Lesson 1: In order to understand the many facets of Cultural Responsiveness & Evaluation (CRE), you must first understand culture. Although there are many definitions of culture, I have included one that Dr. Rodney Hopson has given as an example in his trainings and literature.

the ever-changing values, traditions, social and political relationships, and worldview created, shared and transformed by a group of people bound together by a combination of factors that include a common history, geographic location, language, social class, and religion… (Nieto, 1999)

Culture is different for everyone and every time you approach a new population, you must be aware that culture is a key component to how a person or persons move throughout the world. Keep in mind that culture is more than race and ethnicity, it is also sexual and gender identity, age, socioeconomic status, etc. All of these factors play roles in one’s identity and shape their attitudes, beliefs and actions.

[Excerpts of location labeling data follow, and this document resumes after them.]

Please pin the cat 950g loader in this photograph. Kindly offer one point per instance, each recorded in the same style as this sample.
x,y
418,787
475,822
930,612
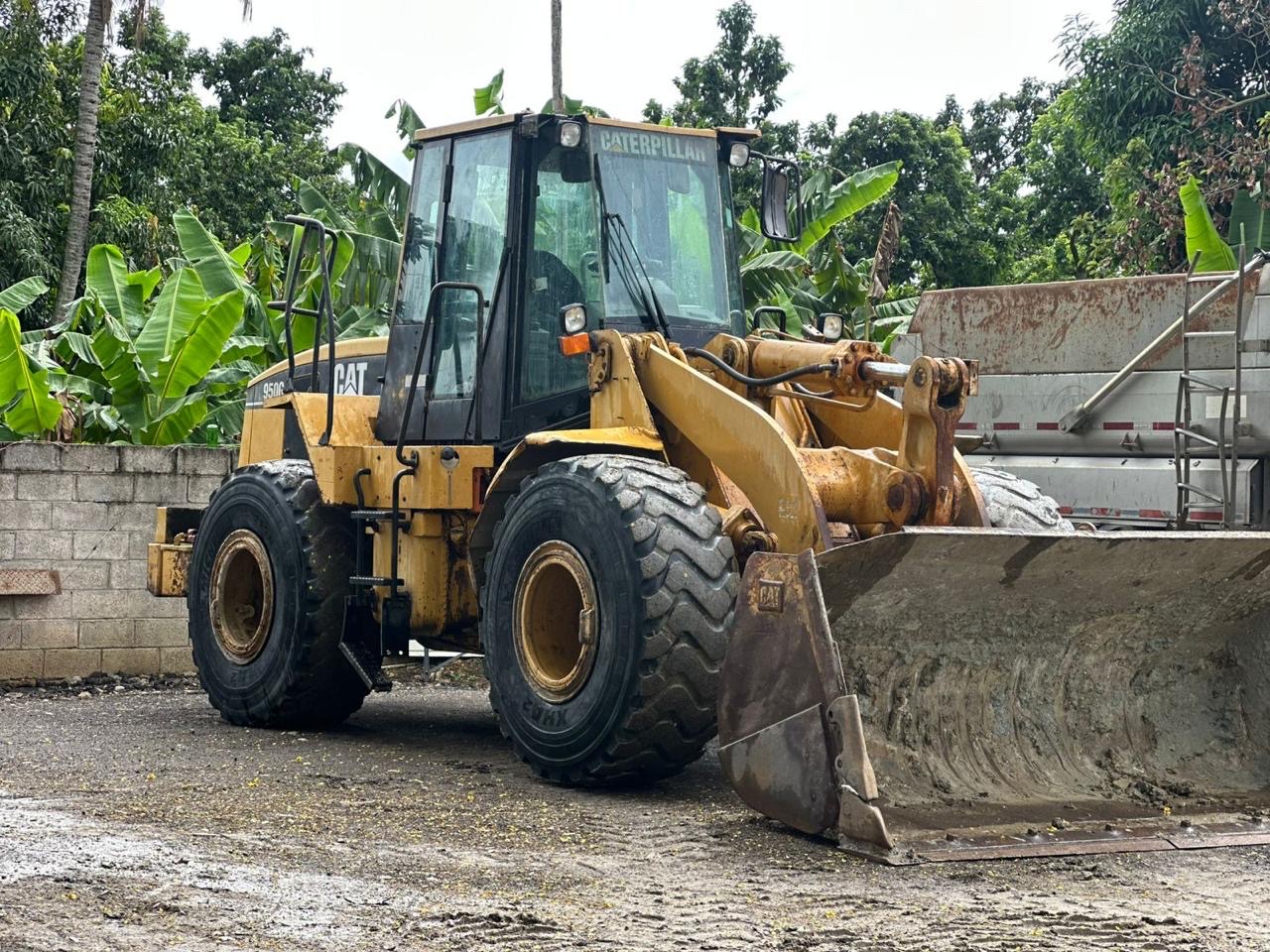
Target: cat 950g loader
x,y
574,457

Lesson 2: Examine your own identity. As I stated above, your culture is unique to you and is likely to be different from the different populations you will work with. Think of what makes you a unique individual. Examine your own assumptions/biases of culture as they relate to conducting your evaluations. I like to do a mapping exercise included below. It forces you to look inwardly and identify how others may see you and how that may impact your evaluation, while also identifying areas where you may hold bias.


Lesson 3: Review AEA’s Statement on Cultural Competency (http://www.eval.org/p/cm/ld/fid=92). AEA developed the Cultural Competence in Evaluation Task Force of the American Evaluation Association’s Diversity Committee to write a statement about the association’s dedication and commitment to CRE as the field continues to expand across cultures and diverse communities.

Lesson 4: Take advantage of opportunities to learn more. Below, I’ve listed an upcoming conference held in September, dedicated to CRE. Also, you will find a brief list of resources by some of the top evaluators writing about CRE and utilizing CRE to the fullest.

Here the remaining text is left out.